Inca bridge of Q’eswachaca. It is a suspension bridge built entirely with ichhu (a vegetable fiber that abounds in the Andes) It is located on the Apurímac River, in the district of Quehue, in the province of Canas in the department of Cusco in southern Peru.
The renovation of the bridge implies the realization of a ritual and a festivity that lasts around four days, starting with the payment to the Apu Quinsallallawi in an ancestral ceremony.
During this date, making use of Inca knowledge, the villagers collect the new material, dismantle the old bridge and begin to assemble the replacement. On the third day, the inhabitants begin the assembly of the railing and the surface of the bridge. After having finished the work, a great celebration begins where the inhabitants perform a festival of native dances in party mode. Finally, after having finished the bridge replacement, all inaugurate it crossing it.

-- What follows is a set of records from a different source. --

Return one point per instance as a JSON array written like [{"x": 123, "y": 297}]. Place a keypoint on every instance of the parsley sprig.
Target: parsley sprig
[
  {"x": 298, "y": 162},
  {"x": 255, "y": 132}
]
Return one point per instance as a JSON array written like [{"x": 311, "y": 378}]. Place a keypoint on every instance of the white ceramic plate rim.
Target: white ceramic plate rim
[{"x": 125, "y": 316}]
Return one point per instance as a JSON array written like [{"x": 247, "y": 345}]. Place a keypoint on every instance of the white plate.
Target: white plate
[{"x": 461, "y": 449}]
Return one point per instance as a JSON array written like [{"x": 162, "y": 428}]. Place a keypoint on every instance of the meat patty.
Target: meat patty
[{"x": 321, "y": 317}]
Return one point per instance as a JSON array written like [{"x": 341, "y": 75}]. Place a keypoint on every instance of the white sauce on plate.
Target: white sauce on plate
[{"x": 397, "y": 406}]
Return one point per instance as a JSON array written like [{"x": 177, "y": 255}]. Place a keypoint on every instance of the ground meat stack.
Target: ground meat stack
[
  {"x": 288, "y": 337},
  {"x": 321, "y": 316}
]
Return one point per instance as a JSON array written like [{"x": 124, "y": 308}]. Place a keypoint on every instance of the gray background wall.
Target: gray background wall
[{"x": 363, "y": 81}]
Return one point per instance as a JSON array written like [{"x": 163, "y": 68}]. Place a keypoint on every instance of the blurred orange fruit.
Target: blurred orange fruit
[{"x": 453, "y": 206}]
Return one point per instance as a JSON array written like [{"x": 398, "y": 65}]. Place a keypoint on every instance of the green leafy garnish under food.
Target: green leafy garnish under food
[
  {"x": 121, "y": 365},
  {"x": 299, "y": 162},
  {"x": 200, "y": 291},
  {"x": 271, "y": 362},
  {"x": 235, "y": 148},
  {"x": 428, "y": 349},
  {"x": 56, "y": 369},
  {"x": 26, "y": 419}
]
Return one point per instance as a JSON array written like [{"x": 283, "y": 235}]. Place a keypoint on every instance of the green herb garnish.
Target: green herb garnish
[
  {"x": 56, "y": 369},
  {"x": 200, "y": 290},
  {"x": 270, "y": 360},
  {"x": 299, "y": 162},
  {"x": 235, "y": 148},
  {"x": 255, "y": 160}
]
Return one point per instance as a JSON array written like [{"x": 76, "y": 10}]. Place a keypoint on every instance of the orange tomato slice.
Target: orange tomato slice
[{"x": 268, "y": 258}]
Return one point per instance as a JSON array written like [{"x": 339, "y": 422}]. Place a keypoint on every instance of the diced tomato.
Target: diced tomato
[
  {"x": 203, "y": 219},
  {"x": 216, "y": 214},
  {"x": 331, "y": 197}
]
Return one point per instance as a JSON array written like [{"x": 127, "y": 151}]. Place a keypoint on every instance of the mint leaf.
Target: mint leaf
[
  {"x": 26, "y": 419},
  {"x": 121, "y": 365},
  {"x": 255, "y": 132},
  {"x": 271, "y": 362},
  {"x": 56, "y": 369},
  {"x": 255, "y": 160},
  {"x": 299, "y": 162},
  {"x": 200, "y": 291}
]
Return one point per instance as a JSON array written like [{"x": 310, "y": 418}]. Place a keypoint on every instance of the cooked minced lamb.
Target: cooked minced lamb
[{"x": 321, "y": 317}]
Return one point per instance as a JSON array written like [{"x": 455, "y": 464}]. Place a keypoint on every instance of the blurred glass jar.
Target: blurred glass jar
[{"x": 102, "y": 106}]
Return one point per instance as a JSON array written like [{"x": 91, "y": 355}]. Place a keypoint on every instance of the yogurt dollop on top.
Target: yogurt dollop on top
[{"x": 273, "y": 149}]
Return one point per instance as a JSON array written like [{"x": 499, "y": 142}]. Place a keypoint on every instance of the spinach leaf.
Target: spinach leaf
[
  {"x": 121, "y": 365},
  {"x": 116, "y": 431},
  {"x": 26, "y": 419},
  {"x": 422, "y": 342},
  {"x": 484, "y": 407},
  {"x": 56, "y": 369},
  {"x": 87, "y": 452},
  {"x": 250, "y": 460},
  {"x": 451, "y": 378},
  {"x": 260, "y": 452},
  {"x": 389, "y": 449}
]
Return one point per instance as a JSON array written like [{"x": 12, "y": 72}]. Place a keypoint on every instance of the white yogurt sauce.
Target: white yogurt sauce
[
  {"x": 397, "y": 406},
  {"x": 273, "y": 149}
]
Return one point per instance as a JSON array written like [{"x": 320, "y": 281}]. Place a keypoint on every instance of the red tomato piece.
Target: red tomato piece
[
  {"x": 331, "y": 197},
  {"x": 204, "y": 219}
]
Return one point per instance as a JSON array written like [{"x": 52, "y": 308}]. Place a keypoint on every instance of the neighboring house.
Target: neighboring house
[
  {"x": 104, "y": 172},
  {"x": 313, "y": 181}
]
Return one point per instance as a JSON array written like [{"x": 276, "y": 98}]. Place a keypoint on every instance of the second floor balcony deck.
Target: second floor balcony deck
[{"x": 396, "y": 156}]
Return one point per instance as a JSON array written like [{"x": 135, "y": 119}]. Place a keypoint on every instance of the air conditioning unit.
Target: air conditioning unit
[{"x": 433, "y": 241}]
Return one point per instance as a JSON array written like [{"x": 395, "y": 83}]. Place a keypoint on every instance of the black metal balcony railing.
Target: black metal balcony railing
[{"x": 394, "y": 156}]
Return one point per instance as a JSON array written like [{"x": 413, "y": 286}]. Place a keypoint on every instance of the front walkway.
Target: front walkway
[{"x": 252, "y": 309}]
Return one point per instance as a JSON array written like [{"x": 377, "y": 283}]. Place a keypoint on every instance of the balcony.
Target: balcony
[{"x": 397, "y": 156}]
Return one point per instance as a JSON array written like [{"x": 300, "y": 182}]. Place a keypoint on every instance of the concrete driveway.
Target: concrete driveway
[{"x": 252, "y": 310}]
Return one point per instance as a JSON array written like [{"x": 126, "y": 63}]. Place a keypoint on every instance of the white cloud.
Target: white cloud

The Q’eswachaka measures 28 meters long and 1.20 meters wide, being built to this day with ichu. This bridge served as part of the road system of the Qhapaq Ñan, having approximately more than 500 years. Tradition and customs are still present, accompanied by rituals for their realization. The Q’eswachaka is the last bridge that has survived modernity and continues to pass its ritual from generation to generation.
Other important data
- The festival where the Q’eswachaka is renewed takes place during the second week of June.
- During the colonial period, suspension bridges were preferable to stone bridges, this because their resistance to earthquakes was greater.
- The braiding of the ichu for the new bridge is done only by women, supervised by a ‘chakaruwak’ or specialist.
- From September 14 to 21 the festival of the ‘Lord of Exaltation’, patron saint of the area, takes place.